3. A method as claimed in claim 2 in which said aligning step precedes said positioning step.

4. A method as claimed in claim 2, said positioning step including engaging the wire with said insertion jaws at a region spaced from the terminal, sliding the insertion jaws relative to and along the wire toward the terminal and stopping the insertion jaws when they abut the terminal.

5. A method as claimed in claim 4 wherein said stopping step includes detecting the proximity of the insertion jaws to the terminal.

6. A method as claimed in claim 4 further comprising tensioning the wire during said sliding step.

7. A method as claimed in claim 4 further comprising loosely gripping the wire with the insertion jaws during said sliding step.

8. A method as claimed in claim 2 wherein said pushing step includes moving the insertion jaws relative to said housing until the insertion jaws enter the housing cavity.

9. A method as claimed in claim 2 wherein said positioning step includes holding the terminal with guide jaws while indexing the connector housing relative to the terminal.

10. A method as claimed in claim 9 wherein said pushing step includes moving the insertion jaws through the guide jaws.

11. A method as claimed in claim 10 further comprising maintaining the rotational orientation of the terminal with the guide jaws during said pushing step.

12. A method as claimed in claim 9 wherein said pushing step includes moving the insertion jaws through the guide jaws and into the housing cavity.

13. A method as claimed in claim 2 including the step of tensioning the wire prior to said pushing step.

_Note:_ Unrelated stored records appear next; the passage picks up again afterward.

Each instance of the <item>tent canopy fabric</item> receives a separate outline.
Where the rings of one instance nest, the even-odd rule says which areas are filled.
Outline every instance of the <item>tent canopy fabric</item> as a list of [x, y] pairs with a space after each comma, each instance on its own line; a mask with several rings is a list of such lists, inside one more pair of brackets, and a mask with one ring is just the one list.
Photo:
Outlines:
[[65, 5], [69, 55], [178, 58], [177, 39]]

14. A method of seating a terminal at the end of a wire, said wire having insulation therearound into an electrical connector housing cavity comprising:

gripping the wire at first and second regions spaced from one another and pulling to tension the wire;

slidably gripping the wire with insertion jaws at a third region between the first and second regions, the first region being between the third region and the terminal;

releasing the wire at the first region;

sliding the insertion jaws along the wire through the first region and into proximity with the terminal;

gripping the insulation of said wire in a non-slideable manner with the insertion jaws such that said insulation is compressed at an area adjacent the terminal;

releasing the wire at the second region; and

pushing the terminal into the housing cavity by moving the insertion jaws relative to the housing.

15. A method as claimed in claim 14 further comprising slidably gripping the terminal with guide jaws before releasing the wire at the first region.

16. A method as claimed in claim 14 wherein said pushing step includes contacting the terminal with the insertion jaws.